If you turn on your radio set and TV simultaneously, you will experience the noisy disturbance from TV interfering with the radio signal and vice-versa. We can also experience this when we board a plane and are asked to switch off the electronic devices by the crew. This is to avoid interference of mobile and electronic device signals with the plane’s navigational signals. This is the reason why EMI/EMC study and analysis is important. Does your product’s radiation disturb other devices present nearby?
EMI Shielding Design Challenges
As we all know, the flex circuit EMI shielding added will create multiple design challenges that require careful review to ensure a successful part number.

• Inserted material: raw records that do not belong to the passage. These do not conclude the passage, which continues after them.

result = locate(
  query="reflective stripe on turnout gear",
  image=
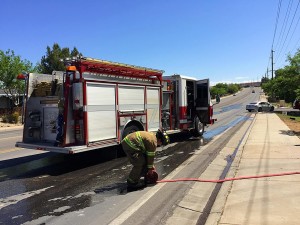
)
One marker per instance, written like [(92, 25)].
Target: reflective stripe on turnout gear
[(140, 141)]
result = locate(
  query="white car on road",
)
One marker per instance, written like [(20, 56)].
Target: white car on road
[(260, 107)]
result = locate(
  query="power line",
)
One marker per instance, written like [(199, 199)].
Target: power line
[(283, 28), (289, 28)]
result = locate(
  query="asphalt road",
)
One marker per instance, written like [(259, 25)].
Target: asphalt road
[(48, 188)]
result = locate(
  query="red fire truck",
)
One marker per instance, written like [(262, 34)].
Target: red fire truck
[(102, 101)]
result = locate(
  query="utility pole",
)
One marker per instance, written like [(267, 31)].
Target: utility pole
[(272, 64)]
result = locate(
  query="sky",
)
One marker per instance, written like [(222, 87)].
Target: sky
[(225, 41)]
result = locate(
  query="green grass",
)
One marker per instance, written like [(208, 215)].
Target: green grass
[(296, 118)]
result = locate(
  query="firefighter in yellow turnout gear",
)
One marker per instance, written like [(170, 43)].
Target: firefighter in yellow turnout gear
[(140, 148)]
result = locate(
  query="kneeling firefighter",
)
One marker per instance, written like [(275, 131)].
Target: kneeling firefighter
[(140, 149)]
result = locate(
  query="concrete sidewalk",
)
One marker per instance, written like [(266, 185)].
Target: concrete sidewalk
[(271, 148), (266, 146)]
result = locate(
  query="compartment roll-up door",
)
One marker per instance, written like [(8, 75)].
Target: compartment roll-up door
[(153, 113), (131, 98), (101, 110)]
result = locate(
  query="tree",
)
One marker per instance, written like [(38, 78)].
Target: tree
[(53, 59), (10, 66), (286, 83)]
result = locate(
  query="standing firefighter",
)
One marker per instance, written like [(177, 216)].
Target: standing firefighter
[(140, 148)]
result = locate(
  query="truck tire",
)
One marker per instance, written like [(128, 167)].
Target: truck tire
[(128, 130), (199, 128)]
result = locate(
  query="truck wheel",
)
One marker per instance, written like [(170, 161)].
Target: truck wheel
[(199, 128), (129, 129)]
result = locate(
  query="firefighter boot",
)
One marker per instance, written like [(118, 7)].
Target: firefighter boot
[(135, 186)]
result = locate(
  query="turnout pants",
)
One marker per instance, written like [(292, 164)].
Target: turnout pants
[(138, 160)]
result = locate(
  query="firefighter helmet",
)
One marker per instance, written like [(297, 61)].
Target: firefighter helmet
[(163, 136)]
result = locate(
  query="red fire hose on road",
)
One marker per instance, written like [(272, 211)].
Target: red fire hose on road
[(228, 179)]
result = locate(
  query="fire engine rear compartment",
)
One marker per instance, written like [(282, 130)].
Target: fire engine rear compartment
[(99, 106), (104, 101)]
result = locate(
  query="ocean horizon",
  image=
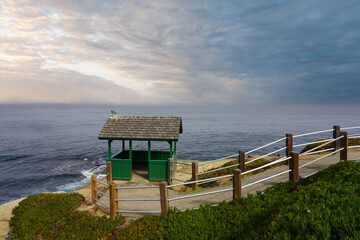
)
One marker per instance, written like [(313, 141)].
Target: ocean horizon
[(55, 147)]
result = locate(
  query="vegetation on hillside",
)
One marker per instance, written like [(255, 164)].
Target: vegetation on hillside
[(54, 216)]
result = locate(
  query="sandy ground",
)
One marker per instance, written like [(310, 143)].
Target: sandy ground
[(140, 179)]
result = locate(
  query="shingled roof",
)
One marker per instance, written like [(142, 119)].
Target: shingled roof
[(142, 128)]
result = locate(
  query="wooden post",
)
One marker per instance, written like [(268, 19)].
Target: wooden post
[(195, 169), (336, 134), (344, 144), (163, 198), (237, 184), (242, 161), (289, 145), (109, 149), (93, 192), (294, 167), (108, 172), (170, 160), (113, 203)]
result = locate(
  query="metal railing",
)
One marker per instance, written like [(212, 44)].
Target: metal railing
[(96, 193)]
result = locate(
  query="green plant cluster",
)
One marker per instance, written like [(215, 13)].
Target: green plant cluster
[(323, 206), (54, 216), (351, 142)]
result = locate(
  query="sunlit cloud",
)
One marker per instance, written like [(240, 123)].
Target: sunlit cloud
[(162, 52)]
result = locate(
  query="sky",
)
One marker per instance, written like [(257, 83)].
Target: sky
[(180, 52)]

All EMI shielding will increase both the total flex circuit board thickness and cost. The thickness increased is most often the critical issue. The normal EMI shield thickness is 22um, but we also has 10um thickness EMI shield. It can easily lead to the bending effect get worse. This creates a reliability/mechanical breakage concern. The added cost is also should concern. The Shielding is often combined with other electrical requirements; the most common is controlled impedance. This further increases the flex thickness and compounds the challenge of meeting both the electrical and mechanical design requirements. The flexible circuit industry has multiple solutions that can be applied, which will eliminate both the absorption and/or radiation of interference noise.
What should we pay attention to EMI shield design to avoid the interfering?
1. Keep your signals separate. Keep high speed traces ( clock signals) separate from low speed signals, and analog signals separate from digital signals.
2. Keep return paths short.
3. Route differential traces as close as possible. This increases the coupling factor, bringing influenced noise into the common mode which is less problematic for a differential input stage.
4. Use vias wisely. Vias are necessary because they let you take advantage of multiple layers in your boards when routing. Designers must be aware that they add their own inductance and capacitance effects to the mix, and reflections can occur from a change in characteristic impedance.
5. Avoid using vias in differential traces. If you must, use an oval anti-pad shared by the two vias to reduce parasitic capacitance.
6. Singled sided FPC EMI shield is not working, you need design it as a dual flex pcb at least or double sided or multilayers FPC.
7. Avoid sharp right-angle bends. Capacitance increases in the 45° corner region changing the characteristic impedance and leading to reflections. This can be mitigated by rounding right angles.
8. EMI minimum solder mask opening should be more than 0.8mm, and the solder mask area need to far away from the trace more than 0.2mm.